As a bona fide grownup, with kids of my own, my birthday celebration tends to be a little more subdued – let’s call it “sophisticated.” When I was little, though, my birthday, while never extravagant, meant two things for sure: mom baking me an imaginative cake, and a pastel-colored envelope sitting beside my plate containing a birthday card from my grandparents.
My grandparents’ card was magic. Always. It wasn’t the card so much, or even the guaranteed $5 tucked inside, it was the potent alchemy of that smooth envelope, stamped and addressed to me by name.
Is there anything so magical as receiving the post, delivered directly to you from far away places?
In later years, the mail brought me many things: correspondence from my grade school pen pal, updates from the best friend I sadly left behind when my family moved away, my acceptance letter to college (and rejections from a few others), funny articles clipped out and sent by cousins, love letters, care packages from sisters, Christmas cards from friends and family.
Sure, sure, the mail also brought electric bills and strange flyers from used car places, but the flotsam and jetsam of everyday life didn’t diminish the thrill of finding an envelope addressed to me.
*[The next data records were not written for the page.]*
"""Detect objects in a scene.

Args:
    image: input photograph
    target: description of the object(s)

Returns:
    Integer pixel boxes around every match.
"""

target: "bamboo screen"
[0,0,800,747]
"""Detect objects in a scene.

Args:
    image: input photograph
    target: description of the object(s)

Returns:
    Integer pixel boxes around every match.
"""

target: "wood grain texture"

A cute stamp only adds to the thrill.
From Jane Austen’s characters sending missives by the afternoon post, to the Pony Express riding in relay across the vast expanses of our young nation, to the simple letters I wrote on cheap lined paper and dropped in the box on the corner with their magical stamps attached, the mail guaranteed delivery. Guaranteed connection.
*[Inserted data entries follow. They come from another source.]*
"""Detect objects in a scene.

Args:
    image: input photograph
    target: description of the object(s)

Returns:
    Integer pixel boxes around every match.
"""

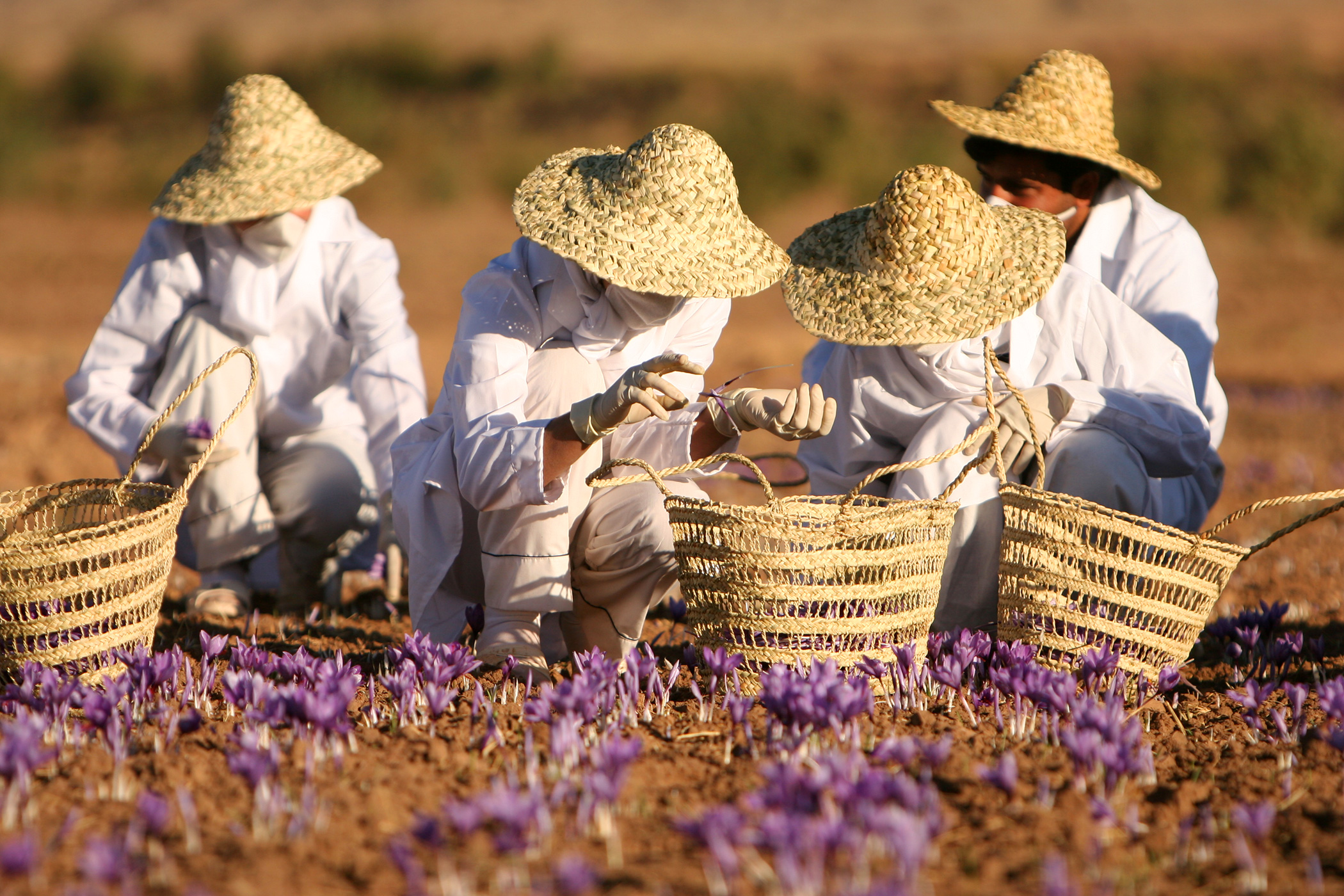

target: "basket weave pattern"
[998,483,1250,678]
[0,348,257,680]
[589,440,989,689]
[985,349,1344,681]
[667,496,957,671]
I grew up knowing, or I guess assuming, that a well-appointed, fully functional U.S. Postal Service was a cornerstone of our nation. Of any nation. I mean, if I send a letter to France, or Zimbabwe, given the right postage in the upper right corner, it gets there.
It is the baseline of any functioning society: the mail gets delivered.
Now we watch the testimony on Capital Hill and witness what appears to be a systematic and politically motivated destruction of what has, until now, been a trusted, nonpolitical institution serving everyone equally. It breaks my heart.
I know it’s not perfect, I know there have always been areas for improvement, but really: name any other business that operates at the volume of the USPS, with as many complicating factors (not to mention outside decision-makers ), and still delivers as well. I can’t.
For my entire lifetime, and for generations before, if you had an important document, letter or communique, you put it in the mail. Tax filings, mortgage payments, legal documents – and yes, the sacred absentee vote – are all entrusted to the mail. I mean, “Neither snow nor rain nor heat nor gloom of night stays these couriers from the swift completion of their appointed rounds.” That’s heady stuff.
We as a nation deserve a functioning postal system, not one deliberately made ineffective by the very people entrusted with running it. Democracy demands it, and so should we.